Sinodo: indissolubilità fa rima con povertà. Matrimonio e patrimonio in Mt 19.
Nel dibattito che ha attraversato il Sinodo appena concluso, molte volte si è fatto riferimento al testo centrale del capitolo 19 del Vangelo di Matteo. Ma molto spesso, per non dire quasi sempre, il riferimento al testo evangelico è avvenuto mediante la pratica, secolare, dell’isolamento di alcuni versetti dal loro contesto. Mentre, su suggerimento della esperienza del bravo esegeta, non si dovrebbe mai smarrire la coscienza che il senso di un testo accade sempre nel contesto di un libro, e anzitutto di un capitolo. Ora, se si osserva anche sommariamente il capitolo di Mt 19, si possono trovare, in fila, questi 4 temi:
- matrimonio per sempre (1-9)
- essere sposi e /o eunuchi (10-12)
- i bambini e Gesù (13-14)
- obbedienza alla legge e rinuncia ai beni (15-30)
Letto nella sua integralità, il testo di Matteo opera una serie di collegamenti e di rimandi piuttosto sorprendenti. Tralascio qui tutta la questione del rapporto tra condizione matrimoniale e condizione dell’eunuco per il regno dei cieli. Mi soffermo invece sul richiamo esplicito tra “legame per sempre” e “rinuncia ai beni terreni”. Matrimonio e patrimonio sono legati da una tensione che deve essere riconosciuta e “mediata”. Indissolubilità e povertà sono per la “fine dei tempi”, ma la famiglia vive “nel tempo”. Tra “matrimonio” e “famiglia”, potremmo dire, la differenza è il tempo e il patrimonio.
Qui mi pare che ci sia una singolare concordanza tra il Vangelo e la insistenza con cui papa Francesco mette in evidenza la “povertà” come condizione storica della “famiglia”. Questa appare non più come una singolare insistenza del papa latino-americano, ma come una esigenza originaria del Vangelo. Questo dimostra anche un legame più profondo di quanto non si creda tra il tema della enciclica “Laudato sì” e il tema del Sinodo sulla famiglia.

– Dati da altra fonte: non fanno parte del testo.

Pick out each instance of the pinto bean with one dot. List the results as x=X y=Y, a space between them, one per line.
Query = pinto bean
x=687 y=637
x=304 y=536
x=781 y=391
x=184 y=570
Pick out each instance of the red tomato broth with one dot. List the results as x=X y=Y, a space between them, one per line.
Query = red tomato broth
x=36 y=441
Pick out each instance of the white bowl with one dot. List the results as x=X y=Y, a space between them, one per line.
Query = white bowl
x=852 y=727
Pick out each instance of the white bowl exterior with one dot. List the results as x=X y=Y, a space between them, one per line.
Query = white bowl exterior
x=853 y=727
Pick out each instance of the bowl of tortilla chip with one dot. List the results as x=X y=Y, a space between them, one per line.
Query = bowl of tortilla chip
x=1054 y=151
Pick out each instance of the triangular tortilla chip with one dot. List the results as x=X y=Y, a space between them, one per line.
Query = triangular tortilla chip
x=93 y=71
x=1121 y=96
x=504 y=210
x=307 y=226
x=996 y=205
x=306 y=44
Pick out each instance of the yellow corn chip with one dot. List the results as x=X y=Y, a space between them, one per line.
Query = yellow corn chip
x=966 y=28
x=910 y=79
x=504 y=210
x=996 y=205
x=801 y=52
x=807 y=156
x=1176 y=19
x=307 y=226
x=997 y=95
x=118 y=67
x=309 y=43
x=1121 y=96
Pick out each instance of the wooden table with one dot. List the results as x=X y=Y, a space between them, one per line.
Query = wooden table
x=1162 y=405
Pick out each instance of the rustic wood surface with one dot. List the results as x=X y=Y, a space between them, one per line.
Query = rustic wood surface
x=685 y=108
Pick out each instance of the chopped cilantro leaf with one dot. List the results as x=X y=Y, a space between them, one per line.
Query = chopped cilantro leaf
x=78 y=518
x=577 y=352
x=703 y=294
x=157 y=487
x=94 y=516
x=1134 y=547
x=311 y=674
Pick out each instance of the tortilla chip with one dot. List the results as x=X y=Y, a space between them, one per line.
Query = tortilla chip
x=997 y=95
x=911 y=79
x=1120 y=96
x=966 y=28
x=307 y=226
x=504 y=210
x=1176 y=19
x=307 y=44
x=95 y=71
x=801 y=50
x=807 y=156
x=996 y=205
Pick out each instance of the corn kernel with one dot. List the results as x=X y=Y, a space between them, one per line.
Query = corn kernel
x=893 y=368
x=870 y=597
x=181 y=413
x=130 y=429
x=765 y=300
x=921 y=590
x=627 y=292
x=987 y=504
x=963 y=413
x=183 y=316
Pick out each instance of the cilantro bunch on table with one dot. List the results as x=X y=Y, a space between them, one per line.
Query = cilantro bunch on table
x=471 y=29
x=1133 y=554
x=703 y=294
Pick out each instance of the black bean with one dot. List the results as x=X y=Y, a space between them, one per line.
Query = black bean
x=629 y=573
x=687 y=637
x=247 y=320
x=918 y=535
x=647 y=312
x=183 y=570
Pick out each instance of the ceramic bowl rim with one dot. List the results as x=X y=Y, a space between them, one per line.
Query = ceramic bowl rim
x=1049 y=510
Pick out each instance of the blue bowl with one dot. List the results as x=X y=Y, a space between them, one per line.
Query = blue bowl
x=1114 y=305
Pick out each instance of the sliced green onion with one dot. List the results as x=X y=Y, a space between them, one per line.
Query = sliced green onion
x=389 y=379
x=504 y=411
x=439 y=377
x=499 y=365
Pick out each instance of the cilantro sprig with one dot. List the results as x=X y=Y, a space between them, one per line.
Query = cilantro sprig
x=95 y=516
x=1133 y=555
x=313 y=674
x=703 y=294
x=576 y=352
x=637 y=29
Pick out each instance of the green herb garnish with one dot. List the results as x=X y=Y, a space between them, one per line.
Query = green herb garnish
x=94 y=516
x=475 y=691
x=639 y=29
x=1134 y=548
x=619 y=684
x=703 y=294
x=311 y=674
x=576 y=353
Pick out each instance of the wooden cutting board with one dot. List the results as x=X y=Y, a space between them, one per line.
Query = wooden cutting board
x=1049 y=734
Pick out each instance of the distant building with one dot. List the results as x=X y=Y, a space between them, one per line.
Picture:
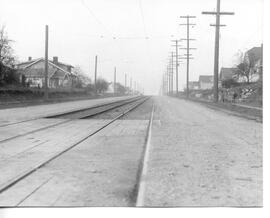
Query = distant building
x=255 y=54
x=227 y=73
x=59 y=74
x=206 y=82
x=193 y=85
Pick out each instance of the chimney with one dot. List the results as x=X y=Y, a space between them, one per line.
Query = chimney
x=55 y=59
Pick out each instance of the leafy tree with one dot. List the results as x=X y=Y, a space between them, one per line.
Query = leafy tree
x=6 y=51
x=7 y=74
x=246 y=67
x=120 y=89
x=102 y=85
x=81 y=80
x=229 y=83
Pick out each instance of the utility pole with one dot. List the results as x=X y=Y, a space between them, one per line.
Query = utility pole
x=188 y=24
x=216 y=59
x=96 y=75
x=46 y=95
x=125 y=80
x=130 y=84
x=176 y=63
x=169 y=79
x=172 y=73
x=114 y=82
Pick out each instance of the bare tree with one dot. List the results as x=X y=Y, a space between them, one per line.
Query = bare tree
x=246 y=67
x=6 y=51
x=82 y=79
x=102 y=85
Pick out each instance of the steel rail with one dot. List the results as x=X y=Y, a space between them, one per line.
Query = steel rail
x=5 y=186
x=122 y=103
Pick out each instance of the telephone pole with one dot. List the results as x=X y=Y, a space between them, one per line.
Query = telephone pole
x=114 y=82
x=130 y=85
x=125 y=80
x=46 y=95
x=172 y=72
x=188 y=39
x=217 y=32
x=96 y=75
x=176 y=63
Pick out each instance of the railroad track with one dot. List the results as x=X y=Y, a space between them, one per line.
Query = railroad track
x=128 y=105
x=69 y=112
x=76 y=114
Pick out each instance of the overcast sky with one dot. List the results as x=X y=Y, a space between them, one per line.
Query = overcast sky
x=116 y=31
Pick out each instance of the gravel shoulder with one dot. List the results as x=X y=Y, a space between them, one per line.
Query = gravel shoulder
x=200 y=157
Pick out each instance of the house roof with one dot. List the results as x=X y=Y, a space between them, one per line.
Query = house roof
x=38 y=59
x=227 y=73
x=194 y=83
x=206 y=79
x=255 y=52
x=39 y=72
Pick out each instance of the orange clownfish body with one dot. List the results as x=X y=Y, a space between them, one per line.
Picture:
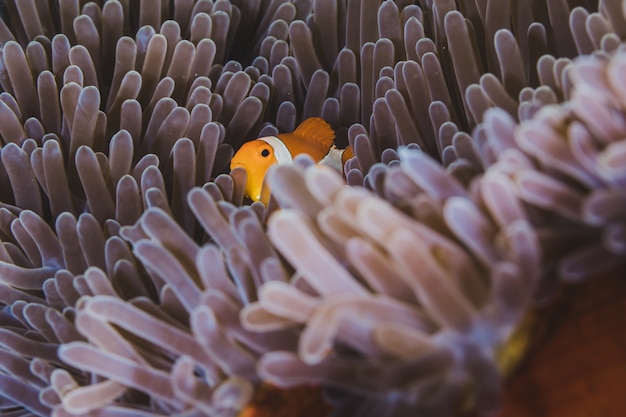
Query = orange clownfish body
x=313 y=137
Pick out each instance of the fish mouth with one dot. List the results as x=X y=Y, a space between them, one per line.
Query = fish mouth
x=241 y=165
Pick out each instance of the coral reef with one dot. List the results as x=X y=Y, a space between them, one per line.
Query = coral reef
x=136 y=279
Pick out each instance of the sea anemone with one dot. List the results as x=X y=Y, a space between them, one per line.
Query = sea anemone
x=135 y=278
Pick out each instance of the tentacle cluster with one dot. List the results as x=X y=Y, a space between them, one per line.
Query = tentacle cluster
x=134 y=278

Di ben altra portata sembra invece un’altra singolare coincidenza: non è difficile notare che tutti i più accesi difensori della indissolubilità come “valore oggettivo” – da Arcivescovi e Cardinali – abbiano tutti appartamenti e beni “di oggettivo valore”. Su questa “controtestimonianza” – alla quale non si farebbe caso se leggessimo il Vangelo “a scompartimenti stagni” e se non ci fosse un papa latino-americano – ci riconduce anzitutto una lettura integrale e contestuale del testo di Matteo. Da questa rilettura mi permetto di trarre alcune conseguenze non irrilevanti:
- indissolubilità e povertà sono coerenti come “annuncio e anticipazione del Regno”;
- non si possono trattare in modo opposto: la prima non può diventare immediatamente “legge universale erga omnes” e la seconda non può ridursi a “consiglio evangelico per pochi”;
- entrambe queste “parole” hanno bisogno di accurate mediazioni storiche, sulle quali la Chiesa ha una diretta responsabilità;
- lo spazio di questa mediazione ecclesiale può nello stesso tempo “chiamare a conversione i cardinali con attici da faraoni” e “riammettere alla comunione sacramentale i cristiani in nuova unione”;
- queste sono due cose che risultano ancora “inconcepibili” in una Chiesa abituata a separare ciò che deve essere tenuto unito;
- indissolubile è il legame tra “comunione sponsale in Cristo” e “rinuncia alla garanzia dei beni terreni”;
- è proprio la fedeltà al Vangelo integrale a risultare promossa proprio dalle vicende sofferte delle ultime settimane, sia sul piano dei matrimoni, sia su quello dei patrimoni;
- in tutta questa vicenda complessa, non è il Vangelo che cambia, ma siamo noi che iniziamo a comprenderlo meglio.